真の豚の記録

灼熱と化す真昼の豚岩。
午前中の作業疲れを回復させるべく岩の下で昼寝。

陽が傾き岩の色が見え始める夕暮れ時、
再びシューズを履く。

岩にはまだ熱が残っていた。
どちらにせよ完登が狙えるほど甘くはない。

初日はトレーニングの疲労で感触をつかんで終わった。
二日目は取り付くより先に雨にやられる。
三日目のこの日、
気温は高いもののそれ以外はベストの状況を作った。

秋に入って本格的にトライするための下準備。
moveの確認をするが、前回同様に精度が悪い。
精度を増すことが目的なのでひたすら探り、シーケンスを思い切り変えてやってみることに。

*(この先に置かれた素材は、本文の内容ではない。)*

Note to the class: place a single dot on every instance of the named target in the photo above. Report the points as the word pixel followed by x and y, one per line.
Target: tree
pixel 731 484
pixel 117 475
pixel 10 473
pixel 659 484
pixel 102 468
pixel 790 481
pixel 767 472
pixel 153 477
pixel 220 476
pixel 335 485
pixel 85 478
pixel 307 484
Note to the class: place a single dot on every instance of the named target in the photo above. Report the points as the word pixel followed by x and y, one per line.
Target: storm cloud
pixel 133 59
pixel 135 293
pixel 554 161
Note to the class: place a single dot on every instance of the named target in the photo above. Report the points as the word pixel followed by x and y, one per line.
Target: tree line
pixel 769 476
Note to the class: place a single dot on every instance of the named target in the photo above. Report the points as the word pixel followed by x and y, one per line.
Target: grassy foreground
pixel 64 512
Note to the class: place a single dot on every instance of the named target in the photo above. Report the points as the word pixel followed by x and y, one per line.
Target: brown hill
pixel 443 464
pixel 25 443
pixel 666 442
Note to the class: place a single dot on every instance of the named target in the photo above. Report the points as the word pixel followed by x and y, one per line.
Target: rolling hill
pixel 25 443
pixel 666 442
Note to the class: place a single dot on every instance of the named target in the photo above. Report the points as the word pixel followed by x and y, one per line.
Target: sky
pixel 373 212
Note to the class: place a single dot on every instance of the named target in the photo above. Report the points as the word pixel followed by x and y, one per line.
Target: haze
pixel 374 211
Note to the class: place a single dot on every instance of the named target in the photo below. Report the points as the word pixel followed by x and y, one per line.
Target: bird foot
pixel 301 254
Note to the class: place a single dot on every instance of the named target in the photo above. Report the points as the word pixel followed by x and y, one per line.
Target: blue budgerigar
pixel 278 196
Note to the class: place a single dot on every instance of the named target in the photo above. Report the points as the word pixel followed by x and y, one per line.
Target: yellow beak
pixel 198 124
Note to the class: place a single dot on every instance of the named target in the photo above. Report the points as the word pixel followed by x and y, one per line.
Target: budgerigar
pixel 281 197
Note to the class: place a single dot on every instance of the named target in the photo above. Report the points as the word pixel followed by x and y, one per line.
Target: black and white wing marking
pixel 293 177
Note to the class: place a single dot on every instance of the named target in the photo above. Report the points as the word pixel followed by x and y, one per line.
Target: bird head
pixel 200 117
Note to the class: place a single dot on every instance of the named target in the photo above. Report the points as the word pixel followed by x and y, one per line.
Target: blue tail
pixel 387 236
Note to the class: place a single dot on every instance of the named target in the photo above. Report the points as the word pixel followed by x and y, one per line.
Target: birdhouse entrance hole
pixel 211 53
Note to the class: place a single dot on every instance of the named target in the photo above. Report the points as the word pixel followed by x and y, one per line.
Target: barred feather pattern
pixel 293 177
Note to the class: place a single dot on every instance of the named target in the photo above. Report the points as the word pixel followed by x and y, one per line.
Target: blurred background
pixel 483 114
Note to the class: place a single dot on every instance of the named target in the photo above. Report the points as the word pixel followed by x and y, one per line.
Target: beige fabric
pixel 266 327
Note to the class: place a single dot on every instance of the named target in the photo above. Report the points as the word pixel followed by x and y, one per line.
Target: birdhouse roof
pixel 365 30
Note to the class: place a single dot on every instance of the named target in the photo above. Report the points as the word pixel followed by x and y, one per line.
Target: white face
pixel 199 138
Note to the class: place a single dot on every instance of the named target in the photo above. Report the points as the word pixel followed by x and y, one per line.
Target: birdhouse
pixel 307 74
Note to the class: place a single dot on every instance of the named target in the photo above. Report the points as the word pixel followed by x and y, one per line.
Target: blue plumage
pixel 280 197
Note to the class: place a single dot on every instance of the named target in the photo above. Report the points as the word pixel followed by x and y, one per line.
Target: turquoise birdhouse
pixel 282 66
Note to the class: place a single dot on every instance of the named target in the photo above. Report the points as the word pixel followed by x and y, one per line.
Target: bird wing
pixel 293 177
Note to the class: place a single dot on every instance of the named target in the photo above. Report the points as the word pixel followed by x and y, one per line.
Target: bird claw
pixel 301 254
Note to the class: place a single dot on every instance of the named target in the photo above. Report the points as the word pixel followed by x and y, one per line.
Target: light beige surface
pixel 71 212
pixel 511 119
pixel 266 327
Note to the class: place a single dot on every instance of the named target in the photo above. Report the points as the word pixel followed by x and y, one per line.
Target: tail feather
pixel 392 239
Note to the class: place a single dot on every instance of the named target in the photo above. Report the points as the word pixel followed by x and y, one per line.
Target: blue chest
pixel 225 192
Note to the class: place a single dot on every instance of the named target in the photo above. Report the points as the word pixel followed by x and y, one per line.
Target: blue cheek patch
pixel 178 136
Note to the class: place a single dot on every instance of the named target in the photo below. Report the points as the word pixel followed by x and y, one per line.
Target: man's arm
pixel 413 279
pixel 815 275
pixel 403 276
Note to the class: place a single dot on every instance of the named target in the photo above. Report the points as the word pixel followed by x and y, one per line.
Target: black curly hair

一つ凶悪な捨て身デッドが入るが、前後の繋がりは良くなった。
何よりも気温が高い今は特に、シビアなホールドを連続して持ちたくはない。

確認を重ね、何となく形になったところで繋げてみる。

前半のシビアなフック二連続から凶悪な一手が、止まった。
ここからは情熱の豚v9/10のパート。
手も足も抜けそうで怖い。

ホールディングが浅かったので集中しきれず、ヒールも半効。
安定姿勢が作れないので、デットになる。
するとまたホールディングが浅くなる。

落ちていない以上、進むしかない。
真下に落ちれればマットが確かあるはず…確認する余裕は無かった。

落ちたくない…外れないでくれ…そう願いながら手を出す。
エッジに足が上がった瞬間、ようやく緊張から解放された。

過程の中で、どれだけ叫んだだろうか。
何にせよ、落ちずに済んで良かった。

取り付きでしばらく休み、ふと気づく。
来シーズンの目標が一つ終わっとこと、
そして豚岩が完結したこと……。

良かった。

が、思考はやはりもう一周戻り、落ちなくて良かった と、それに尽きる。
名を 真の豚とする。グレードは秋に確定させたいがひとまず辛めにv10とする。
帰りのアプローチ中の岩で打っていた仲間の登り眺めた後、帰路に着く。